The challenge that has been put forward so many times recently is that God is a delusion and science has removed the need for faith in anything. But there are many practising scientists who have a sincere Christian faith, even at the highest levels of academia. They have all been trained to think and test ideas to the limit. If their faith and their science are both genuine searches for truth, we need to hear from them.
Yes if; but are they?
No, they’re not; not in the same sense. Claiming they are is equivocation; it depends on treating different meanings as if they were the same. Science’s search for truth is not the same kind of thing as “faith”‘s search for truth. The criteria are different. The willingness to admit failure and error is different. The expectation of evidence is different. The very definition of truth is different.
Why bother thinking about science and faith?Ask two or three friends, family members or colleagues if they can think of a situation where science and religion (or beliefs) affect each other. What issues or questions arise?For example, what about: In medicine? (Religious beliefs often affect ethical decisions.)
In education? (Children sometimes ask questions like ‘Who made human beings, God or evolution?
In politics? (E.g., the Archbishop of Canterbury is campaigning on climate change.)
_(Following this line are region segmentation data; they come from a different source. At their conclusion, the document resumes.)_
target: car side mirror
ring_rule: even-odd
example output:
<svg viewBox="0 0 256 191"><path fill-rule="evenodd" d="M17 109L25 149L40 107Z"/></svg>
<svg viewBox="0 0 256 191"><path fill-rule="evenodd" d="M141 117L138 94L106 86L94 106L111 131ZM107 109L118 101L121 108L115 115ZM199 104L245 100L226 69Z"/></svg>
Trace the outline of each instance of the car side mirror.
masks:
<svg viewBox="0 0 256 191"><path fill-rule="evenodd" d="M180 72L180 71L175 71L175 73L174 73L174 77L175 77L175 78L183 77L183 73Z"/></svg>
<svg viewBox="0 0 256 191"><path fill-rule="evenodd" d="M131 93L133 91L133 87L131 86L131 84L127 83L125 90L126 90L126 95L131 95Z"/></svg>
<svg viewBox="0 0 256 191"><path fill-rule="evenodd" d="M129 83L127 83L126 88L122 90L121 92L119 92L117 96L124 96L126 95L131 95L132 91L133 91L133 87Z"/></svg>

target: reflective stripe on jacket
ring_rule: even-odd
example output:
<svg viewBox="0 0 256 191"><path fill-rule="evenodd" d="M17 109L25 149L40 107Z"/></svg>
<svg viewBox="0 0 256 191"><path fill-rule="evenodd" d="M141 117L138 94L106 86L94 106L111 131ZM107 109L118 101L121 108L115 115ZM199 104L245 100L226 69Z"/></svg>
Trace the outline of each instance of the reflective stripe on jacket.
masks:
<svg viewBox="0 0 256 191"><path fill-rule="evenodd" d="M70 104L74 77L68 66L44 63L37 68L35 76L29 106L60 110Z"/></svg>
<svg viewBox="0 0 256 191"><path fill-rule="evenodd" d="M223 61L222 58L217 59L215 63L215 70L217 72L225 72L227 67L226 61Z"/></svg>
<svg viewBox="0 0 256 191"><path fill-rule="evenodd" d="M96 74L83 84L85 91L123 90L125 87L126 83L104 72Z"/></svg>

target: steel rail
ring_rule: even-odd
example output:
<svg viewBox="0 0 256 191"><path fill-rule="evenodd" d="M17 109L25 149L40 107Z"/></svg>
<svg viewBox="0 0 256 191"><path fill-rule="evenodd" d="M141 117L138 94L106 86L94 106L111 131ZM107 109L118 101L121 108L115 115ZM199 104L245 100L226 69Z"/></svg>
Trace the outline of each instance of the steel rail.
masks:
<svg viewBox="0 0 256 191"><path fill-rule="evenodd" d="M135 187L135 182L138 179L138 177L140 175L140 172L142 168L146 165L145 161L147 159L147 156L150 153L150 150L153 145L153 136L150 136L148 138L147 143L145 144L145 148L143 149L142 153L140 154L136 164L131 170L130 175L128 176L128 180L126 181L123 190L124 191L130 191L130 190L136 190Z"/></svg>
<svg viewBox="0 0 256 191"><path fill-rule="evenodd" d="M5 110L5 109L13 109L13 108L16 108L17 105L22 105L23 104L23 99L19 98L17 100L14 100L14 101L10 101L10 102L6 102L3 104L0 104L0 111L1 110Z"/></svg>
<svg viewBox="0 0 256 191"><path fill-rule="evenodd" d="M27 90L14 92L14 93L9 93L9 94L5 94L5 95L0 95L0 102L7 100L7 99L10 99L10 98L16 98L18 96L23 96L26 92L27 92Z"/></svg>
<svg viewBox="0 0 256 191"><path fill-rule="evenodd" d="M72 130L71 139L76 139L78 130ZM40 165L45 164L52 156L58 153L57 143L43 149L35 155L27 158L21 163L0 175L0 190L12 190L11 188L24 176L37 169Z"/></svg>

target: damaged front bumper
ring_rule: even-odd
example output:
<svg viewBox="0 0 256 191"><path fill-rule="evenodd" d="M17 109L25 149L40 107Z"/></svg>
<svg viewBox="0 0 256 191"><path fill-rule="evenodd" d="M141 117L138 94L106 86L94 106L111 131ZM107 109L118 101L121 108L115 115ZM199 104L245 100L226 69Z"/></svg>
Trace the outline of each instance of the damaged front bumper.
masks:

Ah yes the archbish is campaigning on climate change…and the pope is campaigning on (i.e. against) condoms, secularism, reporting of priestly child rape to law enforcement, ordination of women, all abortions including pregnancies in which the fetus would die anyway and so would the mother. Funny that Templeton/Faraday/Test of Faith picks an example of right-on campaigning as opposed to the other kind.
Never trust a Templeton creation.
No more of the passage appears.